Source: https://www.cdc.gov/nchs/data/databriefs/db67.pdf
A medicolegal or forensic autopsy, in contrast, is much more involved. The forensic pathologist (a BCFP) must determine the cause of death (what made the person die) and also the manner of death (natural, accident, suicide, or homicide). Sometimes the decedent must be identified as well as time of death and the documentation of injuries. Evidence will be collected including tissue samples for toxicology. Forensic autopsies are the bedrock of information for deaths that are of interest to the justice system.
Why Backlogs Matter
The Covid pandemic and the opioid epidemic have driven the death rates to unworkable levels for morgues. More than a million people in the U.S. have died in relation to Covid and the rate of drug deaths has tripled since 1999; there were over 70,000 drug-related deaths in 2017 alone. These deaths should have full autopsies conducted, including toxicology and scene investigations, for public safety and health information. Toxicology laboratories are also backlogged, which can add a month or more to finishing an autopsy. Because of the lack of BCFPs, many are not getting the autopsies they deserve. This stunts our knowledge of diseases like Covid, the kinds of drugs involved with drug addiction and usage, and slows down the justice process, letting criminals avoid punishment or clearing the innocent of charges.

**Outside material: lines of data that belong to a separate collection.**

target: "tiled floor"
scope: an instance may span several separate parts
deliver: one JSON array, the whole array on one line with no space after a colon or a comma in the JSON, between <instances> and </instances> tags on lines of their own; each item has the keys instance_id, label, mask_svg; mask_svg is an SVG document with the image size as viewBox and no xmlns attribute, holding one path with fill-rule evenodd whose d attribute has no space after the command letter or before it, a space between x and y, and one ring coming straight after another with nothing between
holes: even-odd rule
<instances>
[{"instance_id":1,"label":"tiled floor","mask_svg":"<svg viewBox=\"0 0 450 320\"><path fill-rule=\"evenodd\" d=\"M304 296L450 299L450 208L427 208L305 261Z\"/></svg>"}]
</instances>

What are some possible solutions?
Distribution and consolidation: Regionalizing medical examiner offices or consolidating them to reduce cost and turnaround time (smaller offices handle fewer cases and have shorter reporting times). Partnerships and collaborations with forensic laboratories to expand access to resources has also been suggested. Obstacles include the crazy patchwork quilt of death investigation jurisdictions and how they are administered. This is a topic for future posts.
Money: Recruitment incentives to enter the forensic pathology profession, like loan forgiveness or repayment programs and competitive salary and benefits. A roadblock to this is deciding who pays.
Marketing: Promote the profession to medical students and (forensic) science undergraduate programs; also highlight the adjacent job opportunities, like pathology assistants who help with the autopsy process. Filling the career pipeline is all well and good but the positions need to be available to be filled and paid for.